2019-09-23
Originally Published at: The Jerusalem Post / Philip Brieff
Susana Terstal and her Middle East peace process (“Peace needs international law and political will,” September 22) are typical of those who have stood in the way of a solution to the Palestinian problem that would work for decades.
Susana Terstal and her Middle East peace process (“Peace needs international law and political will,” September 22) are typical of those who have stood in the way of a solution to the Palestinian problem that would work for decades.
When will she realize that the two-state camel lies dead in the burning sands of the Middle East, killed not by Israeli homes but by virulent Arab rejectionism and violence against the notion and the people of the Jewish State of Israel.
They may think they can revive this dead camel if only they can drag it to that distant oasis called “peace.” They haven’t realized yet that this is not an oasis but a mirage borne out of their fevered refusal to accept it was a non-starter from the beginning.
Terstal writes: “The viability of the two-state solution is being eroded through demolitions, confiscations and displacement.”
No it is not.
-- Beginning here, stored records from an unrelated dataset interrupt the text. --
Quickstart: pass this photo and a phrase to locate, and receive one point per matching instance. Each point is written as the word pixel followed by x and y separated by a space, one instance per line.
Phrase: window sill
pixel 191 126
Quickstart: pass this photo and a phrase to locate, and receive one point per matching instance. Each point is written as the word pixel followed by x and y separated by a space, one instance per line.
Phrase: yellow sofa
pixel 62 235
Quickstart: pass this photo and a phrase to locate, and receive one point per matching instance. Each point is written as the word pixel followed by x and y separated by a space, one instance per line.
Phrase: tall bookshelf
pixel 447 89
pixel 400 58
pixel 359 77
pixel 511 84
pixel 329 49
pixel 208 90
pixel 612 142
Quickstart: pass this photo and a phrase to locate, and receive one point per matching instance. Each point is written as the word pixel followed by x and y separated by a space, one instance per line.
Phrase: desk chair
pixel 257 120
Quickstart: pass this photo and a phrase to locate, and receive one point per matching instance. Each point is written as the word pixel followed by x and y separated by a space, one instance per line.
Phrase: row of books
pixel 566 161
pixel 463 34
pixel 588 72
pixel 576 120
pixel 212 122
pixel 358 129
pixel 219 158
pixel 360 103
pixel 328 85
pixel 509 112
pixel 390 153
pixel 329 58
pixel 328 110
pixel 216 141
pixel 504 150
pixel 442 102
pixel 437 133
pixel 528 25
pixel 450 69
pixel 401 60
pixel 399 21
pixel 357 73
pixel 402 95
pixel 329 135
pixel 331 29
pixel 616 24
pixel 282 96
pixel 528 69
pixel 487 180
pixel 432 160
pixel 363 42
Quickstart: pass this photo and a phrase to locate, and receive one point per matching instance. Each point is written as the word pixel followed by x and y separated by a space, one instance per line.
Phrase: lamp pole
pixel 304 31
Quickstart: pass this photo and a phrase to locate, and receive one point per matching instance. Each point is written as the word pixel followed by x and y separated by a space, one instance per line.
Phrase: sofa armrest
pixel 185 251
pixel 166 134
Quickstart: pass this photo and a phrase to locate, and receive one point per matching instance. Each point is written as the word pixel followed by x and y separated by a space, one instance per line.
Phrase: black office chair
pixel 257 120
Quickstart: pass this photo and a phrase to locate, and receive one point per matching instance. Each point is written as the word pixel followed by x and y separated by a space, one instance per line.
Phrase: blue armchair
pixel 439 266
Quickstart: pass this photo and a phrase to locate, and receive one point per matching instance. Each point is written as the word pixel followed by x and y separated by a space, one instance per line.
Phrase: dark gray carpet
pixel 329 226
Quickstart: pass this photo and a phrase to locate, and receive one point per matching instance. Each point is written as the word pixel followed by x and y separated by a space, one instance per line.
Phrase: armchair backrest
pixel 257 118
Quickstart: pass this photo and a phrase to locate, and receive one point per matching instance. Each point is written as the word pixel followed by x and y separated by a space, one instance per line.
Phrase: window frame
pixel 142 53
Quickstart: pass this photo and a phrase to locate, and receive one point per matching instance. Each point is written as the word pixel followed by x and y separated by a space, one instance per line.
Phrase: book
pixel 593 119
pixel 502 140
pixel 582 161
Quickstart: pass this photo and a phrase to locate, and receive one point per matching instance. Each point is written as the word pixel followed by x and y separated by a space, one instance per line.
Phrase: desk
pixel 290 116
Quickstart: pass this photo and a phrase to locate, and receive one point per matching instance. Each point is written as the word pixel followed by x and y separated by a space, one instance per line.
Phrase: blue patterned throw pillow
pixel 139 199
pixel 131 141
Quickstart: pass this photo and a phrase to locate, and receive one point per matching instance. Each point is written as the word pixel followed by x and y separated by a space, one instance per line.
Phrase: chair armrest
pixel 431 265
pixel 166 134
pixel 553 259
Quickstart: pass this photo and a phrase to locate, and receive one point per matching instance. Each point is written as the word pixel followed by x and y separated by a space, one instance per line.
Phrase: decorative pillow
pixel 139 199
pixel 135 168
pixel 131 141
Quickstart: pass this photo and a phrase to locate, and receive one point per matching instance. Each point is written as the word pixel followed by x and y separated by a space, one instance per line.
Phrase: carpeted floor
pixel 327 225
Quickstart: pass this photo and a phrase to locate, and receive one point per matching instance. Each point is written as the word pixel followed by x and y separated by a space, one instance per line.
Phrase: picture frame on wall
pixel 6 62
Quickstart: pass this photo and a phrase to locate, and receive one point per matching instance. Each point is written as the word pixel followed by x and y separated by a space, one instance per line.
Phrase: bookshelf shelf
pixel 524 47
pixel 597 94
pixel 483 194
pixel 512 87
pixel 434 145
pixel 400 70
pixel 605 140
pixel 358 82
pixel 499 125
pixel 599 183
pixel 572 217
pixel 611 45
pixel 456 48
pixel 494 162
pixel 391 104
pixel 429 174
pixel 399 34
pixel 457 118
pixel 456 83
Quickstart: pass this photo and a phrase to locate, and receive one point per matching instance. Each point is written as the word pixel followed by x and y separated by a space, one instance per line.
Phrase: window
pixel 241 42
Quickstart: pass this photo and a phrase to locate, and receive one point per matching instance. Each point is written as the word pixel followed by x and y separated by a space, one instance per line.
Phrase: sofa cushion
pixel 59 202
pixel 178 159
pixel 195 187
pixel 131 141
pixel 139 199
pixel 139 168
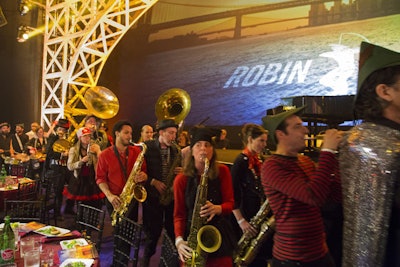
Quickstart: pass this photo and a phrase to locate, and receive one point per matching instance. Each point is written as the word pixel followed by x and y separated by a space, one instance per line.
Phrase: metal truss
pixel 79 36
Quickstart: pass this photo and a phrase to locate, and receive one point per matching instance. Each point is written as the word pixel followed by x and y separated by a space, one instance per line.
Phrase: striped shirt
pixel 296 190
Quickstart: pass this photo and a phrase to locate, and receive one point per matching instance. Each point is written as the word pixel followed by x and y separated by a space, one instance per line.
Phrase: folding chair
pixel 24 210
pixel 90 220
pixel 169 253
pixel 127 237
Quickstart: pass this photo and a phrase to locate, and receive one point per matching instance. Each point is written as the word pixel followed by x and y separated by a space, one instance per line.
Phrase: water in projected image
pixel 236 81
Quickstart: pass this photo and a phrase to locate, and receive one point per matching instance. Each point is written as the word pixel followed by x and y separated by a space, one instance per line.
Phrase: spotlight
pixel 24 7
pixel 23 33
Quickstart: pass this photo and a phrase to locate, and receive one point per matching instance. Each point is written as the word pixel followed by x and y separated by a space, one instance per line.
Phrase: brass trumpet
pixel 61 145
pixel 321 136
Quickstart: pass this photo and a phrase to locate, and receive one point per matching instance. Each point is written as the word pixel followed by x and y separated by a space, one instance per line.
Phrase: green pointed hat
pixel 271 122
pixel 372 58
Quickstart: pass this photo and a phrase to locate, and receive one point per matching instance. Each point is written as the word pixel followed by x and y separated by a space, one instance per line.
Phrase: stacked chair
pixel 90 222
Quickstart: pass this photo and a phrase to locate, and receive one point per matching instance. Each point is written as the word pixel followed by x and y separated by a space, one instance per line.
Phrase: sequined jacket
pixel 370 164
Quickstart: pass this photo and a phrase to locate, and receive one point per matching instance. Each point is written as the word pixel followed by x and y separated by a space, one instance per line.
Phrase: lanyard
pixel 123 168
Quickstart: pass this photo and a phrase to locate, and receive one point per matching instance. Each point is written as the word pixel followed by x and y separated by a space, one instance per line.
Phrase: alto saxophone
pixel 131 189
pixel 167 197
pixel 202 238
pixel 248 247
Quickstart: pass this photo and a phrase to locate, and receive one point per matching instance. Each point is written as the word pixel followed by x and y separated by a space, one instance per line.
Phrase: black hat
pixel 4 124
pixel 64 123
pixel 200 133
pixel 271 122
pixel 372 58
pixel 166 124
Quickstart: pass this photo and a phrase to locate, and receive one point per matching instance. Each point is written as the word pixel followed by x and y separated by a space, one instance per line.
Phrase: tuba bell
pixel 173 104
pixel 101 102
pixel 61 145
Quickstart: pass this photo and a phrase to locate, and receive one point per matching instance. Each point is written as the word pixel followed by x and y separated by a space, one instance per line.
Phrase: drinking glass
pixel 26 244
pixel 46 258
pixel 32 258
pixel 16 237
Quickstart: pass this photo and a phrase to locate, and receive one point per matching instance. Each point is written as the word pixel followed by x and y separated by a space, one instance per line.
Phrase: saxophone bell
pixel 131 189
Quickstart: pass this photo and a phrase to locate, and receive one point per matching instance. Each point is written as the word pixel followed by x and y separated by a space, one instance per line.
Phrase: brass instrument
pixel 101 102
pixel 202 238
pixel 248 247
pixel 131 189
pixel 168 196
pixel 173 104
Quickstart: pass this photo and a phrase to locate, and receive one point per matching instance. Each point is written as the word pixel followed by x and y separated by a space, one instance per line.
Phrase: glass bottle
pixel 3 175
pixel 7 248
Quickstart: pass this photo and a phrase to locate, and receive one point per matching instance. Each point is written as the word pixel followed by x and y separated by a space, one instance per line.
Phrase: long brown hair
pixel 191 171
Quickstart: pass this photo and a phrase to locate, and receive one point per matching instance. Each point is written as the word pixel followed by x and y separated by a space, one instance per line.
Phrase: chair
pixel 28 191
pixel 127 237
pixel 24 210
pixel 169 254
pixel 90 221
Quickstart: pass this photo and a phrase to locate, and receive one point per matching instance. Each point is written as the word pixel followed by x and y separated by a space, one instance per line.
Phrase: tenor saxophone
pixel 131 189
pixel 202 238
pixel 167 197
pixel 248 247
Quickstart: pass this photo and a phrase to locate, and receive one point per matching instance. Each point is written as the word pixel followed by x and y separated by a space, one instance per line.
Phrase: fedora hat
pixel 167 123
pixel 373 58
pixel 64 123
pixel 201 133
pixel 4 124
pixel 271 122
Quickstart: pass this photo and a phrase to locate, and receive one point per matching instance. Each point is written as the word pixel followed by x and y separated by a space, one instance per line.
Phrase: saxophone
pixel 202 238
pixel 131 189
pixel 168 196
pixel 248 247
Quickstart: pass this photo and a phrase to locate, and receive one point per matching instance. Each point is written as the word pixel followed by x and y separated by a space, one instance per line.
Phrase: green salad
pixel 76 264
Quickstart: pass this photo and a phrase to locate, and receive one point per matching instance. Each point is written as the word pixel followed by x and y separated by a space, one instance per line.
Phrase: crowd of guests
pixel 187 188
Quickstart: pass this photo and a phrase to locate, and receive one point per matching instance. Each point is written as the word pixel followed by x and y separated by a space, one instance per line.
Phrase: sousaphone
pixel 173 104
pixel 101 102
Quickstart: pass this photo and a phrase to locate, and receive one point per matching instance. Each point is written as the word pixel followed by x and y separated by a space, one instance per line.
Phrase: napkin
pixel 70 235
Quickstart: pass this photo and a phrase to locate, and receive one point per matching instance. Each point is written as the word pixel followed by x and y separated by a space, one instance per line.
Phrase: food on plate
pixel 74 243
pixel 76 264
pixel 50 231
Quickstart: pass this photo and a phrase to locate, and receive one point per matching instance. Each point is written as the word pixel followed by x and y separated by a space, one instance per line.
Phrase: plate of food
pixel 77 263
pixel 73 243
pixel 52 231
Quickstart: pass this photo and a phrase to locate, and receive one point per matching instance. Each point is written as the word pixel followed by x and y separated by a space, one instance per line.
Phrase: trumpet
pixel 321 136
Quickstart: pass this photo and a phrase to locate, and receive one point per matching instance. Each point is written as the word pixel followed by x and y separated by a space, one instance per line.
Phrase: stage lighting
pixel 24 7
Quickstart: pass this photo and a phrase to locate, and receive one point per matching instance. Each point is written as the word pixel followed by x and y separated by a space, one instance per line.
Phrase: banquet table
pixel 50 244
pixel 10 189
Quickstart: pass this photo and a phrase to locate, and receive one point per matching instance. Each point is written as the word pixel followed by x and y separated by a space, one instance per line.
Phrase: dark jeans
pixel 155 217
pixel 326 261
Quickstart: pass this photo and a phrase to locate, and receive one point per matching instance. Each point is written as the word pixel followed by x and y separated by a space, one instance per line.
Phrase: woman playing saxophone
pixel 248 192
pixel 218 204
pixel 114 167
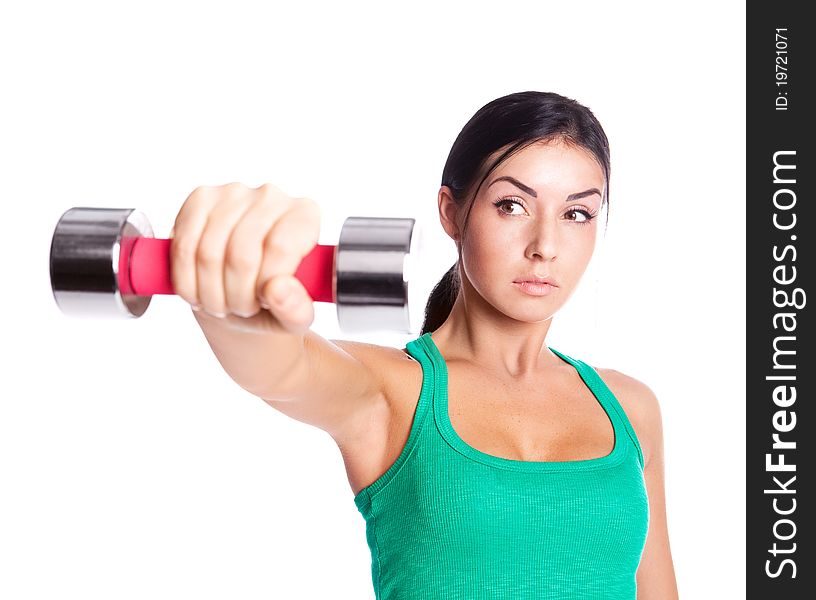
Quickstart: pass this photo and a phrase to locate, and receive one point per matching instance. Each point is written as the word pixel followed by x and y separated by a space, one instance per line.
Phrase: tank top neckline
pixel 590 378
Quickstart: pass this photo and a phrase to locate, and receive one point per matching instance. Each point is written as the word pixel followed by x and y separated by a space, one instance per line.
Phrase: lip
pixel 536 279
pixel 535 289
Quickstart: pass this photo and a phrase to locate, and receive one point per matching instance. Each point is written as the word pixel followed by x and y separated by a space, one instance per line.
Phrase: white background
pixel 132 466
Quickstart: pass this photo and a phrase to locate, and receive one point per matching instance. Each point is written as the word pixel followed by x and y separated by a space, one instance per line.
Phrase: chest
pixel 556 418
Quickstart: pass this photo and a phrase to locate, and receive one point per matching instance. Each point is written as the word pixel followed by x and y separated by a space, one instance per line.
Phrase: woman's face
pixel 543 224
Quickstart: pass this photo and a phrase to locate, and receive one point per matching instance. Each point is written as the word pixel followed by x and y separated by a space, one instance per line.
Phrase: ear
pixel 449 213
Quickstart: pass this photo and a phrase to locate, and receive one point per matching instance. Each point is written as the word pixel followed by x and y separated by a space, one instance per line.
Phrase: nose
pixel 544 242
It has been eroded by the rejectionist Palestinian double-headed hydra (the PA and Hamas) that thrives on the naïve international contributions that have been feeding the beast for decades based on naïve delusions that it is Jewish homes that are the “obstacles to peace,” and not an obstinate Palestinian terror campaign determined to remove anything Jewish from the Middle East, to be replaced by the Palestine she is trying to promote.
For she has not seriously considered that in any Palestine solution we Israelis go to bed with PA President Mahmoud Abbas and wake up in the morning with Hamas and a continuation of the “Palestinian struggle” from more vulnerable borders. She naively thinks that this struggle will end as soon as she creates her Palestine.
Tragically, it is organizations like her MEPP that have blocked voices offering rational alternatives to a failed two-state policy. Alternatives to this failed two-state nonsense have always been there. MEPP and others have simply been unwilling to consider them.
These people will surely block the upcoming peace plan about to be promoted by the Trump administration for the simple reason that it is not strictly based on the outdated foundation of two-states but will offer an alternative to that unattainable solution.
One notices from Terstal’s article her inability to understand that the fault has always been entirely on the Palestinian side. Cure that and you can possibly cure the problem, but Terstal surely knows the problem on the Palestinian side is incurable, so she ignores it and tilts to blame onto Israelis.
It’s high time that Susana Terstal, her Middle East Peace Process and others like them face the truth and get real.
BARRY SHAW
The writer is the international public diplomacy director at the Israel Institute for Strategic Studies.
In Terstal’s article she establishes “international law” that suits her very non-biased views. The same EU that didn’t have a word to say about Arab self-determination while Egypt and Jordan were in control of Gaza and Judea and Samaria for 19 years suddenly realized they had a responsibility to get involved in housing starts in that territory once Israel was in charge.
It is good to remind her that when Israel was attacked in 1973, again facing annihilation, no fair and just European nation would allow US planes carrying arms to Israel to land on their territory to refuel.
How nice of her to seek a two-state solution. Israel left Gaza and got thousands of rockets as an Arab peace overture. If Terstal ever criticizes Arab rocket fire I am sure she will ask both sides to reduce violence.
She says: “The viability of the two-state solution is being eroded through demolitions, confiscations and displacements....” I would suggest the viability is eroded by knifings, shootings, car rammings of Israelis and teaching Arab children to be suicide bombers. Also the fact that the EU, which has suffered many attacks by followers of the Koran, not being able to confront this problem doesn’t help peace anywhere in the world.
The EU is antisemitic. They are not as concerned with any human rights violations no matter how horrible. Islamic State did not get a fraction of the condemnation Israel gets. Arab rocket fire, attack tunnels, and threats to annihilate Israel are not worthy of mention by it. The reality is that if the Arabs were replaced by any people not following the Koran, peace would have been achieved long ago. How many conflicts in the world are there where one of the parties is not Islamic?